Recent Interesting Science Articles (August ’09)

Three articles for August and surprisingly for this blog, not a single one of them has anything to do with human nature. Two are related to biology but are more interesting in the way that they serve as examples of how science can correct a past mistake, even a long held one, as well as how popular reporting can easily misinterpret a scientific finding. The remaining one is a piece on dark energy, found via The Sycologist.

The first article deals with what is commonly taught as the most useless of human organs: the lowly appendix. As this article which appeared on Yahoo! by way of Livescience.com explains, all of us have probably been taught at some point in our lives that the appendix not only serves no purpose, being a relic of our evolutionary past, but is in fact a potentially lethal liability if it becomes inflamed.

Recent research led by William Parker of Duke University Medical Centre suggests that this is not quite true. His team found that not only has the appendix been present in our ancestors for far longer than previously thought, at least 80 million years, but that it is also more prevalent in many different species than previously believed, having evolved into existence on at least two independent occasions. This strongly suggests that it is in fact a useful organ.

Exactly what this purpose might is still a matter of some debate, but clues may lie in earlier research which indicated that the appendix may be a repository of beneficial bacteria which is used to repopulate the gut after a case of diarrhea and may also play a role in making and directing white blood cells. Dr. Parker further suggests that inflammation of the appendix may be at least partially caused our current living standards that are too sanitary, leaving our immune systems with too little to do. One possible remedy might to find a way to incite our immune systems in a controlled and safe manner in order to train and condition their responses. As someone who suffers from bouts of skin allergy, this sounds like a great idea to me.

If the above article makes for a great example of the way that science can correct past misconceptions, this next one shows something like the opposite, on how sensationalist reporting can wildly distort what the scientists are really claiming, harming science in the process. This article from The Daily Telegraph is one of many around the world to greet the discovery of a new species of pitcher plant in the Philippines by calling them rat-eating plants. As most people should know, pitcher plants are carnivorous plants that look like pitchers inside which they trap insects. Once trapped, the bugs are slowly dissolved and digested by the chemicals inside the plant, yielding nutrients to it.
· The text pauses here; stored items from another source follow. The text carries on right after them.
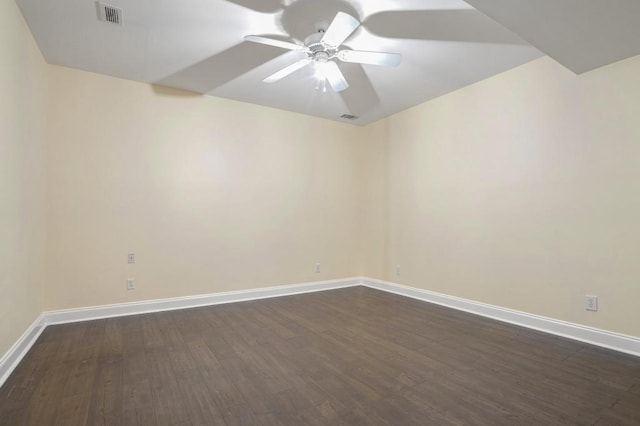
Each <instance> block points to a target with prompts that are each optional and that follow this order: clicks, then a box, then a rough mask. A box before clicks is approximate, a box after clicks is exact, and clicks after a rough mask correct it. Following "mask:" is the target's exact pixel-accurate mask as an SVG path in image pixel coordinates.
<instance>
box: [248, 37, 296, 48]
mask: <svg viewBox="0 0 640 426" xmlns="http://www.w3.org/2000/svg"><path fill="white" fill-rule="evenodd" d="M244 39H245V40H246V41H252V42H254V43H262V44H268V45H269V46H275V47H281V48H283V49H289V50H304V48H305V47H304V46H300V45H298V44H295V43H290V42H288V41H282V40H276V39H275V38H269V37H261V36H244Z"/></svg>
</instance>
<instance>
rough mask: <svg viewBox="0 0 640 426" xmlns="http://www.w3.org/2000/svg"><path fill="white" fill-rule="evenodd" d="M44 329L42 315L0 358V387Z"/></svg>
mask: <svg viewBox="0 0 640 426" xmlns="http://www.w3.org/2000/svg"><path fill="white" fill-rule="evenodd" d="M44 328H45V324H44V317H43V315H42V314H40V316H39V317H38V318H36V320H35V321H34V322H33V324H31V325H30V326H29V328H27V331H25V332H24V333H23V334H22V336H20V338H19V339H18V341H17V342H16V343H14V344H13V346H11V348H10V349H9V350H8V351H7V353H5V354H4V356H3V357H2V358H0V387H1V386H2V385H3V384H4V382H5V381H6V380H7V379H8V378H9V376H10V375H11V372H12V371H13V370H14V369H15V368H16V367H17V366H18V364H20V361H22V358H24V356H25V355H26V354H27V352H29V349H31V346H33V344H34V343H35V342H36V340H38V337H40V334H41V333H42V331H43V330H44Z"/></svg>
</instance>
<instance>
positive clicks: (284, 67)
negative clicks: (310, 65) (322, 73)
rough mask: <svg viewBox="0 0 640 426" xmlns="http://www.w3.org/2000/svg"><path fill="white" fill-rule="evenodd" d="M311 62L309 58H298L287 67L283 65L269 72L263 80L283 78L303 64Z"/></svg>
mask: <svg viewBox="0 0 640 426" xmlns="http://www.w3.org/2000/svg"><path fill="white" fill-rule="evenodd" d="M310 63H311V59H308V58H307V59H300V60H299V61H298V62H294V63H293V64H291V65H289V66H288V67H284V68H282V69H281V70H280V71H277V72H275V73H273V74H271V75H270V76H269V77H267V78H265V79H264V80H262V81H264V82H265V83H275V82H276V81H278V80H280V79H281V78H284V77H286V76H288V75H289V74H291V73H292V72H295V71H297V70H299V69H300V68H302V67H304V66H305V65H309V64H310Z"/></svg>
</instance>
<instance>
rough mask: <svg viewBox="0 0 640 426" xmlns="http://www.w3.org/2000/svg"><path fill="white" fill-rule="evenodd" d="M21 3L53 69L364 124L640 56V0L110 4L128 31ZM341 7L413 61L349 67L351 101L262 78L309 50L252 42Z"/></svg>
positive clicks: (58, 4) (311, 86)
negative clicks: (428, 105) (289, 50)
mask: <svg viewBox="0 0 640 426" xmlns="http://www.w3.org/2000/svg"><path fill="white" fill-rule="evenodd" d="M17 1H18V5H19V6H20V8H21V10H22V13H23V15H24V16H25V18H26V20H27V23H28V25H29V27H30V29H31V31H32V33H33V35H34V37H35V39H36V42H37V43H38V45H39V46H40V49H41V51H42V53H43V55H44V57H45V59H46V60H47V61H48V62H49V63H52V64H58V65H64V66H69V67H74V68H79V69H83V70H87V71H92V72H97V73H101V74H107V75H111V76H114V77H121V78H125V79H130V80H136V81H141V82H145V83H151V84H157V85H163V86H169V87H174V88H180V89H186V90H190V91H193V92H197V93H203V94H210V95H214V96H221V97H225V98H230V99H236V100H240V101H244V102H251V103H255V104H260V105H266V106H271V107H275V108H281V109H285V110H290V111H296V112H300V113H304V114H310V115H315V116H319V117H324V118H328V119H333V120H338V121H345V120H344V119H340V118H339V117H340V115H342V114H353V115H356V116H358V117H359V118H358V119H356V120H354V121H350V122H353V123H354V124H366V123H369V122H372V121H375V120H378V119H380V118H383V117H386V116H388V115H391V114H393V113H396V112H399V111H401V110H403V109H406V108H408V107H410V106H413V105H416V104H418V103H422V102H425V101H427V100H429V99H432V98H434V97H437V96H440V95H443V94H445V93H448V92H451V91H453V90H456V89H458V88H461V87H463V86H466V85H469V84H472V83H474V82H477V81H480V80H482V79H485V78H487V77H489V76H492V75H495V74H497V73H500V72H503V71H505V70H507V69H510V68H513V67H515V66H517V65H520V64H523V63H526V62H528V61H531V60H533V59H535V58H538V57H540V56H543V55H545V54H548V55H549V56H551V57H552V58H554V59H555V60H557V61H558V62H560V63H562V64H564V65H565V66H567V67H568V68H570V69H572V70H574V71H575V72H583V71H586V70H589V69H593V68H596V67H599V66H602V65H605V64H607V63H610V62H613V61H616V60H620V59H624V58H626V57H629V56H632V55H635V54H638V53H640V42H638V40H640V23H639V22H638V21H639V17H640V1H638V0H467V2H465V1H462V0H376V1H372V0H368V1H367V0H348V1H347V0H173V1H172V0H153V1H152V0H106V3H108V4H110V5H113V6H116V7H119V8H122V9H123V11H124V13H123V15H124V19H123V21H124V25H123V26H117V25H114V24H110V23H106V22H102V21H99V20H98V19H97V12H96V5H95V3H94V1H92V0H56V1H43V0H17ZM471 5H473V6H475V7H477V8H478V10H477V9H474V7H472V6H471ZM338 11H342V12H346V13H349V14H350V15H352V16H354V17H356V18H357V19H358V20H359V21H360V22H361V23H362V25H361V26H360V27H359V28H358V29H357V30H356V31H355V32H354V33H353V34H352V35H351V36H350V37H349V38H348V39H347V40H346V42H345V43H344V45H345V46H346V47H348V48H351V49H359V50H372V51H385V52H397V53H400V54H401V55H402V57H403V60H402V63H401V64H400V65H399V66H397V67H395V68H386V67H378V66H373V65H356V64H350V63H339V66H340V69H341V70H342V72H343V73H344V75H345V76H346V78H347V80H348V82H349V85H350V87H349V88H348V89H347V90H345V91H343V92H340V93H335V92H333V91H331V90H328V91H327V92H326V93H322V92H320V91H316V90H315V82H314V77H313V75H312V74H313V72H312V69H311V68H310V67H307V68H303V69H301V70H299V71H297V72H295V73H293V74H291V75H289V76H288V77H286V78H284V79H282V80H280V81H278V82H276V83H271V84H267V83H263V82H262V80H263V79H264V78H265V77H266V76H268V75H270V74H272V73H273V72H275V71H277V70H278V69H280V68H283V67H285V66H287V65H289V64H291V63H293V62H295V61H297V60H298V59H300V55H301V53H299V52H292V51H287V50H282V49H279V48H275V47H271V46H267V45H262V44H256V43H251V42H246V41H244V39H243V37H244V36H245V35H262V36H269V37H275V38H280V39H283V40H288V41H293V42H302V41H303V40H304V38H305V37H306V36H308V35H309V34H311V33H313V32H315V28H314V24H316V23H317V22H318V21H321V20H324V21H327V22H329V21H331V19H332V18H333V17H334V16H335V14H336V13H337V12H338ZM489 17H491V18H489ZM498 22H500V23H498ZM525 40H527V41H525ZM534 46H535V47H534Z"/></svg>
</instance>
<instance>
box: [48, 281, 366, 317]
mask: <svg viewBox="0 0 640 426" xmlns="http://www.w3.org/2000/svg"><path fill="white" fill-rule="evenodd" d="M361 281H362V280H361V278H344V279H339V280H329V281H315V282H310V283H304V284H293V285H283V286H277V287H263V288H256V289H250V290H239V291H229V292H224V293H211V294H200V295H196V296H185V297H172V298H168V299H156V300H145V301H142V302H129V303H117V304H113V305H101V306H90V307H87V308H74V309H61V310H56V311H48V312H44V313H43V317H44V322H45V325H50V324H63V323H69V322H77V321H87V320H94V319H100V318H111V317H119V316H125V315H135V314H144V313H149V312H160V311H171V310H175V309H186V308H195V307H198V306H208V305H219V304H221V303H233V302H242V301H247V300H255V299H266V298H270V297H279V296H290V295H294V294H302V293H311V292H315V291H324V290H333V289H338V288H345V287H353V286H357V285H360V283H361Z"/></svg>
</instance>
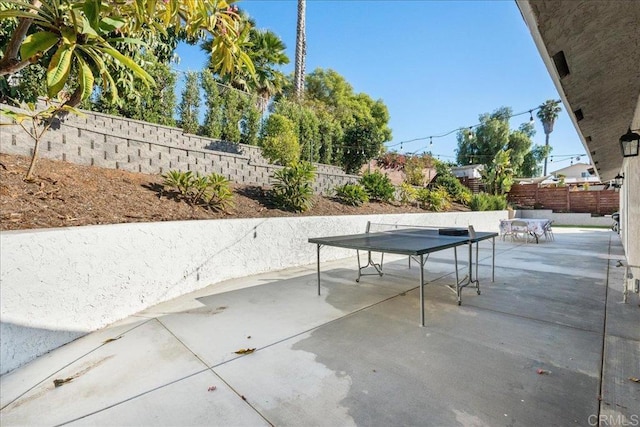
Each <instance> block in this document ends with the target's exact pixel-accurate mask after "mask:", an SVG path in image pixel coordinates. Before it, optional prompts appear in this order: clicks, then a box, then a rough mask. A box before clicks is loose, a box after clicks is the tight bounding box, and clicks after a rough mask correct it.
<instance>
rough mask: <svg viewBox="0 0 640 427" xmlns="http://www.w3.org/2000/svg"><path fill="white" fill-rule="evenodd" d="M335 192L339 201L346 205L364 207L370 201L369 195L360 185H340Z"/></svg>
mask: <svg viewBox="0 0 640 427" xmlns="http://www.w3.org/2000/svg"><path fill="white" fill-rule="evenodd" d="M335 192H336V197H337V198H338V200H340V202H341V203H343V204H345V205H350V206H362V205H363V204H365V203H367V202H368V201H369V195H368V194H367V192H366V191H365V189H364V187H363V186H362V185H360V184H345V185H339V186H337V187H336V188H335Z"/></svg>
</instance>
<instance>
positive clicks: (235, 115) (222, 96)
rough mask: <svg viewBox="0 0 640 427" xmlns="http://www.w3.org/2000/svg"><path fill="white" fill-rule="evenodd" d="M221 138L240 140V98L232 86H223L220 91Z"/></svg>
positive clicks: (241, 112) (233, 141) (240, 106)
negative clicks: (231, 87) (221, 116)
mask: <svg viewBox="0 0 640 427" xmlns="http://www.w3.org/2000/svg"><path fill="white" fill-rule="evenodd" d="M222 103H223V104H224V109H223V113H222V139H224V140H225V141H229V142H235V143H236V144H237V143H239V142H240V128H239V126H240V120H242V99H241V95H240V94H239V92H238V91H237V90H235V89H233V88H224V90H223V92H222Z"/></svg>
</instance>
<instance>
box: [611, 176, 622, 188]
mask: <svg viewBox="0 0 640 427" xmlns="http://www.w3.org/2000/svg"><path fill="white" fill-rule="evenodd" d="M623 182H624V175H620V174H618V175H616V176H615V177H614V178H613V180H612V184H613V186H614V187H615V188H620V187H622V183H623Z"/></svg>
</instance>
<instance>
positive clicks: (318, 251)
mask: <svg viewBox="0 0 640 427" xmlns="http://www.w3.org/2000/svg"><path fill="white" fill-rule="evenodd" d="M318 295H320V244H318Z"/></svg>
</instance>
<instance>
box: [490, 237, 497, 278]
mask: <svg viewBox="0 0 640 427" xmlns="http://www.w3.org/2000/svg"><path fill="white" fill-rule="evenodd" d="M491 243H492V250H493V251H492V252H493V253H492V257H491V281H492V282H495V281H496V238H495V237H493V238H492V239H491Z"/></svg>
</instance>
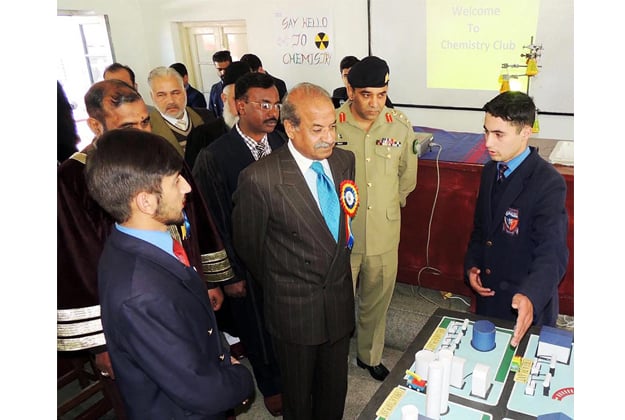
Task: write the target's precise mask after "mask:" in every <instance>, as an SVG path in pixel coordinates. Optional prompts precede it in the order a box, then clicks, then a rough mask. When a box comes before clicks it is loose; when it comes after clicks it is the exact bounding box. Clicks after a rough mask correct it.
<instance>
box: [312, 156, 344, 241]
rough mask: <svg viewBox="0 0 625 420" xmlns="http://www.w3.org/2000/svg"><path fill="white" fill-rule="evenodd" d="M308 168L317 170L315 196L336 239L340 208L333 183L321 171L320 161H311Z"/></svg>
mask: <svg viewBox="0 0 625 420" xmlns="http://www.w3.org/2000/svg"><path fill="white" fill-rule="evenodd" d="M310 168H311V169H312V170H313V171H315V172H317V196H318V197H319V206H320V207H321V214H323V218H324V219H326V224H327V225H328V229H330V232H331V233H332V235H333V236H334V240H335V241H338V237H339V220H340V217H341V209H340V207H339V198H338V196H337V195H336V190H335V189H334V184H333V183H332V181H330V178H328V176H327V175H326V174H325V172H324V171H323V166H321V163H320V162H313V164H312V165H310Z"/></svg>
What is unusual about this new species, which has been named Nepenthes attenboroughii in honour of the famed naturalist Sir David Attenborough, is its tremendous size. This led the media to state that the plants regularly trap and consume rats and other small rodents, which would be quite amazing if true because such mammals normally have very sharp claws and teeth which should be able to shred any plants that tried to trap them. If you check the Wikipedia page for the species however, you’ll find that while the plants certainly are large enough to hold rodents, none of the scientists have actually reported seeing any actual rodents inside them and the consensus is that, like all other pitcher plants, these ones consume mainly insects of both the flying and crawling variety. The real news is still pretty interesting but not quite as sensational as the media tried to make it out to be.

Finally, our last article concerns a theoretical explanation of why scientists have so far been unable to find any trace of the elusive dark energy that everyone has heard so much about since they were first mooted ten years ago. According to Blake Temple and his team from the University of California, Davis, the explanation is simple: it doesn’t exist. To understand their point, it’s necessary to know that dark energy was essentially invented to explain the disparity between the observed rate of expansion of the universe and the theoretical rate if no dark energy were present.

However dark energy remains a purely theoretical construct with no direct evidence of its existence. Temple’s team has therefore proposed that the concept isn’t necessary and that the observed expansion of the universe can be explained by positing that the Milky Way galaxy is instead located in a relatively low density region of the universe. This would have been created by huge wave-like distortion in space-time soon after the Big Bang that swept through the universe. Our local region of space would on the inside of this supposed wave while the parts of the universe outside of the wave would have been thrown into the distance away from us. This would explain why they are so far away from us without needing to accelerate as required by conventional models of gravity.

All of this is pretty heady and speculative stuff and could be thrown aside in an instant once newer data appears, but it does illustrate some of the more interesting things that are going on in modern astrophysics.